Conservation status. – Pararistolochia  enricoi is known only from two locations within a proposed protected area with temporary protection (Beanka). The new species is restricted to karstic limestone, an area with no evident human caused damage or alteration. Even if it currently has a very restricted range, the new species is probably under little if any threat, and is here assigned a preliminary status of Least Concern [LC].
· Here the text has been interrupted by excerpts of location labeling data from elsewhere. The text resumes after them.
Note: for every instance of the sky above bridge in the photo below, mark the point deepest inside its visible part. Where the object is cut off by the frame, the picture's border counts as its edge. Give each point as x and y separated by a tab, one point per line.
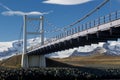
57	13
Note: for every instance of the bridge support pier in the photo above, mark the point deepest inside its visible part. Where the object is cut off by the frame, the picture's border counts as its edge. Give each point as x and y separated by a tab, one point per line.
36	61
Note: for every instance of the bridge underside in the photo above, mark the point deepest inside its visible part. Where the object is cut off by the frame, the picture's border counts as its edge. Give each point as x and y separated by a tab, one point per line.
112	33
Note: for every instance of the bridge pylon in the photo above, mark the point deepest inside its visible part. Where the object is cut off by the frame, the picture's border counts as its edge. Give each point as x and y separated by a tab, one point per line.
28	61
Notes. – Pararistolochia  enricoi is the second species within the family Aristolochiaceae  in Madagascar. It can only be compared with Aristolochia  albida Duch. but several characters clearly discriminate the new species. Pararistolochia  enricoi differs from Aristolochia  albida, also present in Beanka, by its habit (a woody liana up to 16 m long vs. a smaller, non-woody vine), the 8-shaped cross-section of the stem (vs. circular cross-section), the presence of indumentum on most parts (vs. glabrous), the S-shaped perianth tube with two subequal lobes (vs. straight tube with a single lobe) and the indehiscent cucumber-like fruit (vs. dehiscent basket-like fruit) ( Fig. 2View Fig. 2, 3View Fig. 3). Furthermore, Pararistolochia  enricoi is the only deciduous species of the genus and the first to be recogniZed in Madagascar. We have discussed in the introduction the reason why we consider Pararistolochia  as a distinct genus from Aristolochia  . However, it should be noted that even among Pararistolochia  , our species has the very striking feature of a bilobed corolla (instead of a tri-lobed corolla in all other species in the genus). Hopefully molecular investigations will further confirm its generic affinities.

Paratypi. – Madagascar. Prov. Mahajanga: Beanka, partie centrale, 17̊56’53’’S 44̊28’57’’E, 190 m, 11.II.2012, fr., Rakotozafy, Bolliger & Hanitrarivo 40 (G, TEF); ibid. loc., 18̊01’46”S 44̊30’18”E, 260 m, 4.XI.2015, fl., Luino 116 (G, K, MO, P, TEF); ibid. loc., 18̊01’46”S 44̊30’18”E, 260 m, 15.XI.2015, fl., Luino 247 (G, K, MO, P, TEF); ibid. loc., 2.XII.2015, y. fr., Luino 248 (G, K, MO, P, TEF).